Us adults in the room have killed the childhood R&D, and in the same last gasping breath, talent management strategies of the past no longer work. Today people work differently, are motivated differently and are engaged differently, and want their performance measured differently. Millennials may have pushed all the employer flexibility buttons, but now every generation is demanding more.
For example, employees want ongoing growth opportunities, workplace flexibility, tools and systems that encourage collaboration, and commitment to a reciprocal climate of support and encouragement, all of which lead to payoffs in employee retention, satisfaction, and overall business performance. Organizations can no longer afford to simply “manage people,” because the people demand more – they want aligned business goals that they’re part of and that are attainable and evolve collaboratively over time.
We want lemonade stands and the cadence of two easy steps:
- Recognize. Organizations need to provide attractive corporate and employee cultures that recognizes the individual, while promoting innovation, learning, collaboration and connections. They need a visionary talent engagement experience that is orchestrated around people and people goals, not processes. The key now is to drive a higher level of contribution, deeper engagement through a better “people management” experience.

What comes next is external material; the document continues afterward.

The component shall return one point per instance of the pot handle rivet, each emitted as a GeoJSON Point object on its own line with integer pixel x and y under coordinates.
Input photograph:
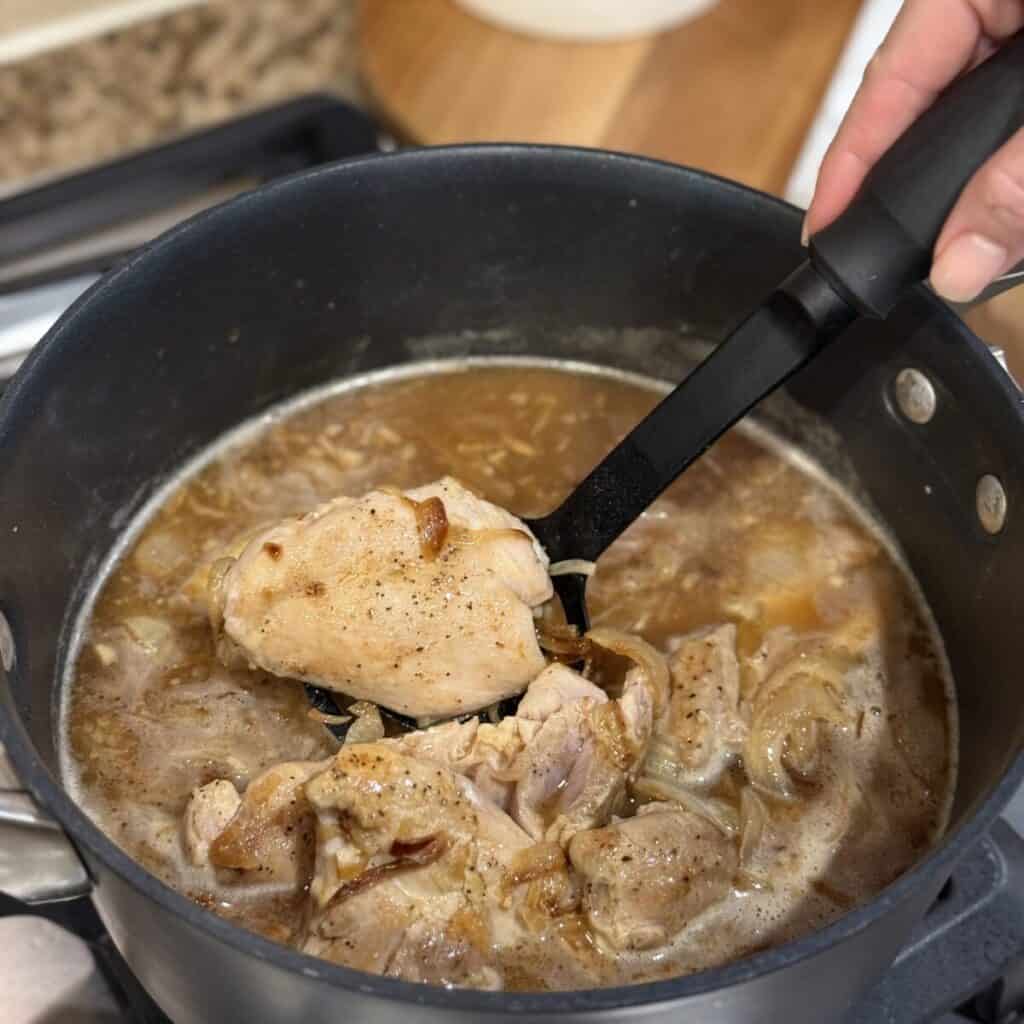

- Experience. These attributes – the aligned goals, the learning, the development, the sound business model, the full-throttle curiosity of how things work – all culminate in delivering an amplifier effect on talent contribution and success. Organizations that provide a more engaging experience can better gain adoption of the talent initiatives throughout the company, and align individual objectives to business goals to improve performance, retention, and productivity.
This “amplifier effect” of people’s contributions upon aligned, accomplished goals has a rapid and lasting impact over time. Positive business outcomes become the norm.
Just add sugar and ice, right? It’s yummy indeed.